Ce trafic, qui aurait duré plusieurs années, aurait permis un détournement de fonds au profit de la famille du surveillant. La directrice des finances de la prison, son frère qui est surveillant, et son épouse ont été interpellés en début de semaine. Ils ont été placés en comparution immédiate vendredi, mais leur dossier a été renvoyé au 16 avril afin qu’ils puissent préparer leur défense.

Le rôle du surveillant principal dans le trafic

Le principal mis en cause est un surveillant en poste depuis 2012. En tant que chef du magasin central de la prison, il était responsable de la gestion des stocks. Selon l’enquête, il a reconnu avoir détourné des cigarettes destinées aux détenus pour les revendre à l’extérieur, réalisant ainsi un profit personnel.

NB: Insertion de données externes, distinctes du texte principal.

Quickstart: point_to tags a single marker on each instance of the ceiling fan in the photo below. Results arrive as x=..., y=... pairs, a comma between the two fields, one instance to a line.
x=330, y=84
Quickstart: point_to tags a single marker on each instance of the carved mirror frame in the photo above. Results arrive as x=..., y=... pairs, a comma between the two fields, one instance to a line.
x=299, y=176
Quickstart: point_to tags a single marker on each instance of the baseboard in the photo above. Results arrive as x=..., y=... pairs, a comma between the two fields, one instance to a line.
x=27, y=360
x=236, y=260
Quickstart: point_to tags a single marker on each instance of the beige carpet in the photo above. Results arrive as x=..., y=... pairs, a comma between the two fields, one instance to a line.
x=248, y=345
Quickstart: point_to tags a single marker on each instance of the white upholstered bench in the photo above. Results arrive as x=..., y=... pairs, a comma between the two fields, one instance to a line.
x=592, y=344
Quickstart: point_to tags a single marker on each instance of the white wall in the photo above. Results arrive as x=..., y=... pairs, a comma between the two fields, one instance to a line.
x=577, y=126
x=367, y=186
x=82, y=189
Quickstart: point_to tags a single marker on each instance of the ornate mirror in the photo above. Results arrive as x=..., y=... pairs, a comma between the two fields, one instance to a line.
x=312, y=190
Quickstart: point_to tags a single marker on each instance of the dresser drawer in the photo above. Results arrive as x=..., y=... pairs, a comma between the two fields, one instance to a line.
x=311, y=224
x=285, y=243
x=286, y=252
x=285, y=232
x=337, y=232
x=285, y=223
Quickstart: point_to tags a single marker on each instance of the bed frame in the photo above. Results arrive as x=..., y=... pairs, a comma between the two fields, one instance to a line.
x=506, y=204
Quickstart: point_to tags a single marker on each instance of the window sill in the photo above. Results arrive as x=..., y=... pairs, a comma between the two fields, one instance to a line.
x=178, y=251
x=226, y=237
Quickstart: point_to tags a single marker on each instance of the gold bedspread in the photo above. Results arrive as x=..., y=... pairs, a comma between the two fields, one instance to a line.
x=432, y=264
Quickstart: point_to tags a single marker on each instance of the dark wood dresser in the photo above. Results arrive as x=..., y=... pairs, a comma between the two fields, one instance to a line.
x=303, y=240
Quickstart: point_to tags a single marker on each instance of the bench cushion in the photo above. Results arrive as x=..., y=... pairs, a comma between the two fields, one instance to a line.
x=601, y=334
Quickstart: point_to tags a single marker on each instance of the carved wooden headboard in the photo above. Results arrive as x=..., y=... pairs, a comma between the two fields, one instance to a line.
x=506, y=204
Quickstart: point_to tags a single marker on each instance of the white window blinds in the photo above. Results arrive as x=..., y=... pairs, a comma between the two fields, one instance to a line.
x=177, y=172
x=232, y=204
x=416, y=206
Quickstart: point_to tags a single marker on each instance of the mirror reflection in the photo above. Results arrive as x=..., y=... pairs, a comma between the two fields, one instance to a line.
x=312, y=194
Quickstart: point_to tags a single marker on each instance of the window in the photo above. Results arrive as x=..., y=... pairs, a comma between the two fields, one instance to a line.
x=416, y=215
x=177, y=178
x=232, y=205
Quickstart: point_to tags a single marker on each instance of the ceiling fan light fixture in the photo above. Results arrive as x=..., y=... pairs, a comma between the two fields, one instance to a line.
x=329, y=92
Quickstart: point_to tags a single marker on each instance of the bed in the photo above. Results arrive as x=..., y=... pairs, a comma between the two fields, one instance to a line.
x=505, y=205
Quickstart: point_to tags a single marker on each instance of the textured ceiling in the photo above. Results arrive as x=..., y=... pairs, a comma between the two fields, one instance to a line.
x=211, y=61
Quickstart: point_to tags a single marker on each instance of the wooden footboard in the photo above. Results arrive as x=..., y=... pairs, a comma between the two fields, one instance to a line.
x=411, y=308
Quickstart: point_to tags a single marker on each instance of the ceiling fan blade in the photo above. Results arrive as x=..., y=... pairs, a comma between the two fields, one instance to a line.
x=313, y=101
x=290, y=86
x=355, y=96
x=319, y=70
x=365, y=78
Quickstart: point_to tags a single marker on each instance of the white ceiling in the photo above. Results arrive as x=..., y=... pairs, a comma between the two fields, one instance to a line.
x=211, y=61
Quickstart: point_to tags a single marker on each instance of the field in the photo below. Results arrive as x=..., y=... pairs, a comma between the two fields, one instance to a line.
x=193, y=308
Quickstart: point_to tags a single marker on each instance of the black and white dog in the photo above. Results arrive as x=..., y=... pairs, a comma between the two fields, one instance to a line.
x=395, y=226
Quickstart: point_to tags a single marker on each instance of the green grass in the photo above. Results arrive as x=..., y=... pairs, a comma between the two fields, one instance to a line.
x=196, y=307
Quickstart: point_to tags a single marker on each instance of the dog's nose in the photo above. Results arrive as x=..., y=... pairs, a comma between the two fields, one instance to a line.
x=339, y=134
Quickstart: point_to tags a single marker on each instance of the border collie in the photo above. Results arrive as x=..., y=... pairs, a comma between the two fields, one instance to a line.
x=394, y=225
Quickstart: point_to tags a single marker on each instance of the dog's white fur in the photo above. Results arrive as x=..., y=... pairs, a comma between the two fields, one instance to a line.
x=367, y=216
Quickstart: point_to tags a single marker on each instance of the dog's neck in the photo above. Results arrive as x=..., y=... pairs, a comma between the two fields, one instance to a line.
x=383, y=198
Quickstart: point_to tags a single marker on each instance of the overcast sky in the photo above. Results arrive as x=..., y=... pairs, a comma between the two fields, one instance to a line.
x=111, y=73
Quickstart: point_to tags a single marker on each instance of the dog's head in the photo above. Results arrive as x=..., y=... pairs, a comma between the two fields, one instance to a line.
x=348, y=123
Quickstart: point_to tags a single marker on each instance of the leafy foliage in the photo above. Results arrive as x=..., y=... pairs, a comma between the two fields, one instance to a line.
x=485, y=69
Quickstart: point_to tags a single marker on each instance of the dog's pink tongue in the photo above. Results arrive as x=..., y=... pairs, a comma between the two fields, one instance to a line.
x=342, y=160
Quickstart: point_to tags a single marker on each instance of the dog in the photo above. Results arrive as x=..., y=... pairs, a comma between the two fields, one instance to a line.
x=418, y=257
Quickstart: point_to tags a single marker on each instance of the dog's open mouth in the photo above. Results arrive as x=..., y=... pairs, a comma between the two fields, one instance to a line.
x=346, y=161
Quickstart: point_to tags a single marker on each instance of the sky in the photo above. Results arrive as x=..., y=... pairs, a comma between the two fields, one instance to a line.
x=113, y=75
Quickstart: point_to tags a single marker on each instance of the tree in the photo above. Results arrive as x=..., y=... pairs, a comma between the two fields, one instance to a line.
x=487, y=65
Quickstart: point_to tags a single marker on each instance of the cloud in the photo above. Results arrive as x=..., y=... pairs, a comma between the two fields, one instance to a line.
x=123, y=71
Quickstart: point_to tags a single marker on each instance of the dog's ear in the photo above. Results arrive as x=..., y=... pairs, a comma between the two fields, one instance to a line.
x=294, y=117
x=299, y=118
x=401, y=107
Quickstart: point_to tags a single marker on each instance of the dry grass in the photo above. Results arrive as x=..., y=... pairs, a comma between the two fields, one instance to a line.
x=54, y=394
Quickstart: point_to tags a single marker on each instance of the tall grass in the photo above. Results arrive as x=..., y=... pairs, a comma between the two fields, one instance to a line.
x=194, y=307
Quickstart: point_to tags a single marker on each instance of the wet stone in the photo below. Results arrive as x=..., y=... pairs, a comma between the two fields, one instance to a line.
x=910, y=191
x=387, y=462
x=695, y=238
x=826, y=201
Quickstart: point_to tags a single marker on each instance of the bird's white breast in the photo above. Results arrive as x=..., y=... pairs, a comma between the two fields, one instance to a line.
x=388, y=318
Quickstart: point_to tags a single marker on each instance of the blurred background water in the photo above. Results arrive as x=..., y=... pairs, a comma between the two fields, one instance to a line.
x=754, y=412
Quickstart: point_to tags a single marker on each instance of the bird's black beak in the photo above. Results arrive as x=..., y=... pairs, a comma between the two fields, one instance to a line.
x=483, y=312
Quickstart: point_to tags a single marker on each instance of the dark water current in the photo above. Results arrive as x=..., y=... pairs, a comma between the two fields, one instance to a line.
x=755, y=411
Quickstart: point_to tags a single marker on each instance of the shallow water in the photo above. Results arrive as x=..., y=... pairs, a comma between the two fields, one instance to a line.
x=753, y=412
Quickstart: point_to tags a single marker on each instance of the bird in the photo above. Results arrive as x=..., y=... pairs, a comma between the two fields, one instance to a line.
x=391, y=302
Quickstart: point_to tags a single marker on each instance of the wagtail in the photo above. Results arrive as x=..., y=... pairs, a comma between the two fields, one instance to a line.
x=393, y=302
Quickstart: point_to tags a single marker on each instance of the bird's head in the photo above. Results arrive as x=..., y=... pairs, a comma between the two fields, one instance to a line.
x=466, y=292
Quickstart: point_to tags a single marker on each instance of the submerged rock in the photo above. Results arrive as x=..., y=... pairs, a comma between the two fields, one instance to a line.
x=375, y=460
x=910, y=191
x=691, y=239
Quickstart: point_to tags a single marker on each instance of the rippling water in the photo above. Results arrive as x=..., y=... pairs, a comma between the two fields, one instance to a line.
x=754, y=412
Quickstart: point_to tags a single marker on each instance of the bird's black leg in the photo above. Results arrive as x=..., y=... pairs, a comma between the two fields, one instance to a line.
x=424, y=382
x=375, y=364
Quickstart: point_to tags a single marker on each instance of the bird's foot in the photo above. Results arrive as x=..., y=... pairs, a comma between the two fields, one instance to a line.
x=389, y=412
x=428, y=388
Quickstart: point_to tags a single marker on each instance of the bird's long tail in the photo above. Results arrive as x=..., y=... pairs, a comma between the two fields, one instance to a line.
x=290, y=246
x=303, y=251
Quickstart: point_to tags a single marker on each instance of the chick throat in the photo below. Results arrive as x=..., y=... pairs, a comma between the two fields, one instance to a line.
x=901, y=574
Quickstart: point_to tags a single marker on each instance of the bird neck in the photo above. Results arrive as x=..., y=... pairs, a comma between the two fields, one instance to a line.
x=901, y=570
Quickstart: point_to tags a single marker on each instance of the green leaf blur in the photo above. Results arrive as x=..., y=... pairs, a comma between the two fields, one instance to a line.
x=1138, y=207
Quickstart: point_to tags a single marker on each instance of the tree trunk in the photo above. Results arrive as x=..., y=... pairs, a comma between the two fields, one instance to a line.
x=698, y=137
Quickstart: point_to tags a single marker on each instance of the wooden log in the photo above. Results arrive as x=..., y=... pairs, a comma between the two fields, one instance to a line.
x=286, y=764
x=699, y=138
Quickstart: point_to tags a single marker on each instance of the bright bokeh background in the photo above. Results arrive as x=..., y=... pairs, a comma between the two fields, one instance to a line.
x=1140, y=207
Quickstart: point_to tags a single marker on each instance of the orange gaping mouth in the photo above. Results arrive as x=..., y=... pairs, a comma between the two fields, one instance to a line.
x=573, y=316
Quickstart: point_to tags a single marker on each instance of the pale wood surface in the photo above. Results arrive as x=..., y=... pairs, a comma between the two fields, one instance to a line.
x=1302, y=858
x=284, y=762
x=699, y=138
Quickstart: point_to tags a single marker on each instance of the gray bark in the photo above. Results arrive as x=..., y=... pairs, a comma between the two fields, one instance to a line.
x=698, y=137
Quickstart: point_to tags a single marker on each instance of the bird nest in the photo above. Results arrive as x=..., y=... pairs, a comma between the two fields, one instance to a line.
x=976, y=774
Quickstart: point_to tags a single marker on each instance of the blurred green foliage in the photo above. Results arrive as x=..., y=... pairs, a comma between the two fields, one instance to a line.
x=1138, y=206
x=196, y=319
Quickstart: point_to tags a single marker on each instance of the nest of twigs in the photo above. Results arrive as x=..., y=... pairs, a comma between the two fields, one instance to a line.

Un préjudice financier estimé à plus d’un million d’euros

Les investigations, menées par la brigade des stupéfiants de Juvisy-sur-Orge et le groupe interministériel de recherches du département, indiquent que ce trafic a duré entre janvier 2020 et début 2026. La perte subie par l’administration pénitentiaire est estimée à plus d’un million d’euros.

La sœur du surveillant, qui occupe également une position hiérarchique, est suspectée d’avoir permis ce détournement par négligence. Elle aurait aussi profité de vacances payées par son frère avec l’argent provenant du trafic, selon la présidente du tribunal. Elle nie toute connaissance du trafic.

Saisie d’argent et de cigarettes

Lors d’une perquisition chez le surveillant et son épouse, les enquêteurs ont découvert plus de 180.000 euros en espèces dans un coffre-fort, ainsi que des cartons de cigarettes. La femme, infirmière et seule personne prévenue ne travaillant pas à la prison, n’a pas été mise en cause dans le trafic.

Le surveillant aurait utilisé cet argent pour financer ses dépenses personnelles, sa famille, des voyages et des travaux d’embellissement à son domicile. Les comptes bancaires du suspect ne montraient toutefois aucun mouvement financier récent.

Il a été placé en détention provisoire à Paris en attendant son procès. Lors de l’audience, il a affirmé que sa femme et sa sœur n’avaient rien à voir avec cette affaire. À l’issue du renvoi, elles ont été placées sous contrôle judiciaire, avec interdiction de contacter leurs coaccusés et de quitter le territoire français.